きょうの修理

スピニングリール

2021.03.17

「あまり使用していないのに回転異音ゴロゴロ感がある」という症状で18EXISTが届きました。

一体なにが原因なのでしょうか。さっそく現品を見ていきましょう。


 回転異音の原因は?

 

改めてEXISTを拝見すると、確かにあまり使い込まれた様子ではありません。


 

まずは点検から始めます。ハンドルを回すとスプールが下から上に向かう動きをする際、滑らかな感触から一転し、ザラザラと嫌な感触が伝わってきました。


こういった回転異音やゴリ感などの症状の際は、大きなギアやボールベアリングの不具合を疑うのが通常です。しかし今回はそうではない可能性も考慮しながら分解していきます。

分解しつつパーツを点検していると、スプールを支えている部品であるメインシャフトに異常を発見(画像上)しました。



オシレーティングギアと連動するスライダー部分の外側に、なにやら痕がついているのが分かりますね。さらにメインシャフトだけでなく、オシレーティングギアの歯面にも削れている部分(画像下)があるようです。

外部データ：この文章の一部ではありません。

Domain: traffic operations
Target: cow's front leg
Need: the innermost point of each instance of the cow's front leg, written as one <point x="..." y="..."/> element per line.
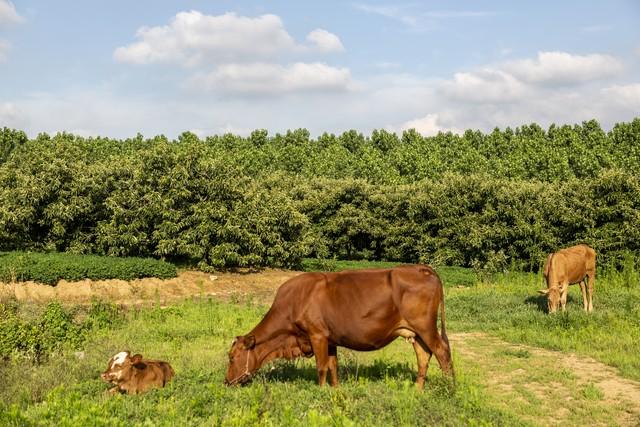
<point x="564" y="291"/>
<point x="320" y="347"/>
<point x="333" y="365"/>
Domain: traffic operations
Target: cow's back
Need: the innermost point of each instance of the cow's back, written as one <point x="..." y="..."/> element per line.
<point x="360" y="309"/>
<point x="571" y="264"/>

このことから、オシレーティングギアが何らかの原因によりメインシャフトから外れてしまったことが窺えます。恐らく、スプールが下がる方向に強い力がかかったのでしょう。


破損したシャフトとギアを交換!


傷や破損の補修は不可能なため、メインシャフトとオシレーティングギアを新品に交換していきます。

 

◆交換部品:オシレーティングギア、メインシャフト

◆交換部品代:¥3,800(税抜)

◆手数料:なし(修理専用部品のため)


グリスアップとともに新しいパーツを組み込み、作業途中試しに作動チェックをしてみたところ、EXISTらしい回転感になりました。

最後にスプールを取り付け、さまざまな角度やスピードでハンドルを回して点検。お預かり当初から症状が改善していることを確認し、作業完了です。

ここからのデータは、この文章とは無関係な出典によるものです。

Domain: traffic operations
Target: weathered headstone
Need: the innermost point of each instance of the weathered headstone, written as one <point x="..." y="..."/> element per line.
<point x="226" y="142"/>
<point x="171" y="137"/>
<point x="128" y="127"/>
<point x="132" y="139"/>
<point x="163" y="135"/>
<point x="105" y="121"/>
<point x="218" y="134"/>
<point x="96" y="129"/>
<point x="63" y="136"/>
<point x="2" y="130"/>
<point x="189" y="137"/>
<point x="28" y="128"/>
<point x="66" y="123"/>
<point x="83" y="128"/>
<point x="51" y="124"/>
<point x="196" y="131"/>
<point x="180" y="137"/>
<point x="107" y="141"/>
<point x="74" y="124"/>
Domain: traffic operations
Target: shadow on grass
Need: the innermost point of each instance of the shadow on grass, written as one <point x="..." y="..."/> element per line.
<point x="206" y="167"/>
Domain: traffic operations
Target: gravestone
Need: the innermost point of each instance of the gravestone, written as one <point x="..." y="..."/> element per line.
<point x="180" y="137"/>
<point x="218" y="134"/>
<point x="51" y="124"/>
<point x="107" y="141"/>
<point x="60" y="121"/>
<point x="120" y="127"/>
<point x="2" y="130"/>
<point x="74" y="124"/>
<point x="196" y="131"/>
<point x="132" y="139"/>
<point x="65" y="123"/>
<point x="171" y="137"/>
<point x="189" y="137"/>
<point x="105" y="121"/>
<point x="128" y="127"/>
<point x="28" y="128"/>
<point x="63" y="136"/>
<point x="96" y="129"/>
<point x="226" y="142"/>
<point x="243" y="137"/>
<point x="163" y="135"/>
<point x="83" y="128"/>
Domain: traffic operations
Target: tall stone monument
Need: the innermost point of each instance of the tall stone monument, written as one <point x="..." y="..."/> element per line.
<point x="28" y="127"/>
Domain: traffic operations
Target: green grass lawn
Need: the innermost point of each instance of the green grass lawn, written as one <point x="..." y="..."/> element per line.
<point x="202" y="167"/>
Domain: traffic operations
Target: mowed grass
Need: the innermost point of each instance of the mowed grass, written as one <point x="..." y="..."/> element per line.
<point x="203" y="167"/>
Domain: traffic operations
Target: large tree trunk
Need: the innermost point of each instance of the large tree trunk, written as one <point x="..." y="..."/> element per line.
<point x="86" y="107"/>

メインシャフトの破損や傷から、ドラグを締め込んで根掛かりを外すような操作や、リールをリアキャップ側からぶつけるようなことが今回の不具合の原因であったと推測されます。

 

あまり使用していないとのことでしたが、使用回数や環境、頻度に関わらず、ぶつけたり無理な扱いをしたりすればリールは壊れてしまう可能性があります。皆様、ご使用の際には十分気を付けましょう!